Malheureusement, dans les deux phases de sa recherche, l’investigatrice a pu constaté que ceux qui s’identifiaient comme plus différents du groupe que semblables étaient trois fois plus susceptibles de signaler et de subir des actes d’exclusion interpersonnelle que ceux qui étaient semblables. Certains de ces actes semblaient délibérés, mais beaucoup plus nombreux étaient ceux qui semblaient inconscients. Les gens ne semblaient pas conscients des différences de comportement à l’égard de leurs pairs, et ils sous-estimaient également l’impact de leurs petits actes d’exclusion interpersonnelle sur leurs pairs, tant en termes de performance professionnelle que d’efficacité de leur propre équipe. Essentiellement, ils n’ont pas reconnu ou donné du poids au fait que l’exclusion interpersonnelle est un comportement autodestructeur, car il restreint l’accès à un plus grand bassin de ressources et crée une culture de travail plus transactionnelle.
Si l’objectif d’une organisation est de créer une culture inclusive, et donc d’attirer et de retenir les talents, cette recherche révèle l’importance de se concentrer sur les relations (horizontales) entre pairs. En tant que telle, elle complète les politiques de diversité organisationnelle et les pratiques de leadership inclusif (vertical). En outre, elle offre des indications pratiques sur la manière d’y parvenir en identifiant la nature de l’inclusion interpersonnelle, ce qui permet aux gens de faire preuve plus facilement de ces comportements de manière consciente et équitable avec leurs pairs.

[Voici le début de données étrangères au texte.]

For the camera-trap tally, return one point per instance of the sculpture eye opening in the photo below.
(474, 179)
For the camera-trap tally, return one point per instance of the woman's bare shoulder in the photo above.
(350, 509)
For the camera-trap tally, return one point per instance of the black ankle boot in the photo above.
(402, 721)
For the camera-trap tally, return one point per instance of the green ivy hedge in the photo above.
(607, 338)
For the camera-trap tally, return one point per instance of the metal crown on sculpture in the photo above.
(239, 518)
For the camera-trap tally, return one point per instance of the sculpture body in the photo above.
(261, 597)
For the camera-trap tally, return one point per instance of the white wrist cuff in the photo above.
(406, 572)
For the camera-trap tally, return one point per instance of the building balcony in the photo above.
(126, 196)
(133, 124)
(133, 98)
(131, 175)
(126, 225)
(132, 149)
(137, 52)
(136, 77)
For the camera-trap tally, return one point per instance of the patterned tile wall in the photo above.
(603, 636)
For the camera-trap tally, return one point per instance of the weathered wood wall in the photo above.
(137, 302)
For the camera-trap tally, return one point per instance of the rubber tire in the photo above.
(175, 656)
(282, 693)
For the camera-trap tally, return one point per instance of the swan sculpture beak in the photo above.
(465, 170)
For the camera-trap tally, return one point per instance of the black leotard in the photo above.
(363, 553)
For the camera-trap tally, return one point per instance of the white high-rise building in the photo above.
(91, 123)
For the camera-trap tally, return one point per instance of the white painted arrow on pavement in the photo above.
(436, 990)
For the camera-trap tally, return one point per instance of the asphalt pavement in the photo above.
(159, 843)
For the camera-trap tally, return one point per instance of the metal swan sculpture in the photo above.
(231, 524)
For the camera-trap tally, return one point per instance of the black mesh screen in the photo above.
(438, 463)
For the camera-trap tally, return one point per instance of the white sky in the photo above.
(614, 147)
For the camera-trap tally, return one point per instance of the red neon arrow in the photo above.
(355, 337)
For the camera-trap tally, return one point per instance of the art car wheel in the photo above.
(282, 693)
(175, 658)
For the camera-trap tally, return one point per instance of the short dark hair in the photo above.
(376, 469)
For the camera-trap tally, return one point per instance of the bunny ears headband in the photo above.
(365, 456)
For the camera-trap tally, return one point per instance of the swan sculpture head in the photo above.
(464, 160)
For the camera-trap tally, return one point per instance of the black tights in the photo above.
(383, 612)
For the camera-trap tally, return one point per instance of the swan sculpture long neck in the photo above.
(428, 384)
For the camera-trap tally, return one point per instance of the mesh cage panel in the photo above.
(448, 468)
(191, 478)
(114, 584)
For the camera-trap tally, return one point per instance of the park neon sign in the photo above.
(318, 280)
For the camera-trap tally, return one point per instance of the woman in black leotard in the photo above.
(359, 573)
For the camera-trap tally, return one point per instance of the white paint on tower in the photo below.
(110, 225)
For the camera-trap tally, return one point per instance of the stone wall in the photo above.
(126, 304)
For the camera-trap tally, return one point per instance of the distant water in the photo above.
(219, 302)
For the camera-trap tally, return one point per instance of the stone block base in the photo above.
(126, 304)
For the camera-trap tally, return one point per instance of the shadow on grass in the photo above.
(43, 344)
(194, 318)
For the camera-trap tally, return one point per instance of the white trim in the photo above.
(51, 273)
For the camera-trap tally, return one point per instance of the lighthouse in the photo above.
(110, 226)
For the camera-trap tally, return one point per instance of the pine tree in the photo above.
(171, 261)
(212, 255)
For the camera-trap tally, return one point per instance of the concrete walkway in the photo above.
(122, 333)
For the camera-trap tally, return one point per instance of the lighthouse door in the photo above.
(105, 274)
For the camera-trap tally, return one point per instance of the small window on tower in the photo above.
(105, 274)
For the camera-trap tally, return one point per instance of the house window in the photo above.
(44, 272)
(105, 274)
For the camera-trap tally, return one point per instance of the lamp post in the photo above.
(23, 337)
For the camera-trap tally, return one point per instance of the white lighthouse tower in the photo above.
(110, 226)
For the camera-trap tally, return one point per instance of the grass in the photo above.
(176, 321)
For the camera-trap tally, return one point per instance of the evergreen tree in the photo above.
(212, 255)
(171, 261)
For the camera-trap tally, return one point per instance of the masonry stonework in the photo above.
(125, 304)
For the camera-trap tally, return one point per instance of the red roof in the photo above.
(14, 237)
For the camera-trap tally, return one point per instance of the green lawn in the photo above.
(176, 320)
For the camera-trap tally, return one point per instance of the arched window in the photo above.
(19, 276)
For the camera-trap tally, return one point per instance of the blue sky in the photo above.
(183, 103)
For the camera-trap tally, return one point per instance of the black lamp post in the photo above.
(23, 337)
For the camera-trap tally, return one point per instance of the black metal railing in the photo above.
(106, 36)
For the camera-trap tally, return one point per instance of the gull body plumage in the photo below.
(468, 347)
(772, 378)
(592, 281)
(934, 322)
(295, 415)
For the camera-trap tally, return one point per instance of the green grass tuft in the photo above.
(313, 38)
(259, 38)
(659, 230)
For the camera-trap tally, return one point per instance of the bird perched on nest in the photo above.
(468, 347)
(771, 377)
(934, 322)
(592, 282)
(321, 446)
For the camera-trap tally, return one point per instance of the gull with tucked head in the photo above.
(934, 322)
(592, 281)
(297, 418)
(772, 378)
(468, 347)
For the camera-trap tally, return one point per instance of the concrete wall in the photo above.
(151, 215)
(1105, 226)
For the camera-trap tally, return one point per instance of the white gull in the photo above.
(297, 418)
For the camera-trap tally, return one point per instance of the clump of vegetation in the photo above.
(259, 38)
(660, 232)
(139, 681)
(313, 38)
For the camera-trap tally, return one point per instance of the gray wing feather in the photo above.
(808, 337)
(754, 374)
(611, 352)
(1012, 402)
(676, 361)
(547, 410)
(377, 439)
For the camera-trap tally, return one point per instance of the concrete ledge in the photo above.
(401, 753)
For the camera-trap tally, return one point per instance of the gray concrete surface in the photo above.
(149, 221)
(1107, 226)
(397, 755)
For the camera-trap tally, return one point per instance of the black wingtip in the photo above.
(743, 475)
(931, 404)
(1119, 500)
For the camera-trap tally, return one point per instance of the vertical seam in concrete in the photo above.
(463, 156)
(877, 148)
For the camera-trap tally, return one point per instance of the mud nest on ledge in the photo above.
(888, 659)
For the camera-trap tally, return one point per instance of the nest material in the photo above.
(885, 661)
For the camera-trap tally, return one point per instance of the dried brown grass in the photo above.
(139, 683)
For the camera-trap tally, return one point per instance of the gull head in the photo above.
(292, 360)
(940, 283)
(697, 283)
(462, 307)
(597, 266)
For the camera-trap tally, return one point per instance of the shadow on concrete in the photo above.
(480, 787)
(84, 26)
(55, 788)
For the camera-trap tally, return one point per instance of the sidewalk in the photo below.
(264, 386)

En somme, le fait d’accorder beaucoup plus d’attention à ces petits actes d’assistance instrumentale, de lien émotionnel et de connexion incarnée peut faire toute la différence, d’autant plus que dans des hiérarchies de plus en plus plates, « les collègues ne sont pas seulement une partie vitale de l’environnement social au travail ; ils peuvent littéralement le définir », comme l’ont écrit Dab Chiaburu et David Harrison. En d’autres termes, ce sont les pairs qui contribuent à définir ce que signifie travailler dans un lieu de travail inclusif et donc, de concert avec les politiques organisationnelles et les dirigeants inclusifs, encourager des relations plus inclusives entre pairs peut aider les équipes à être plus efficaces et les organisations à réaliser leurs aspirations.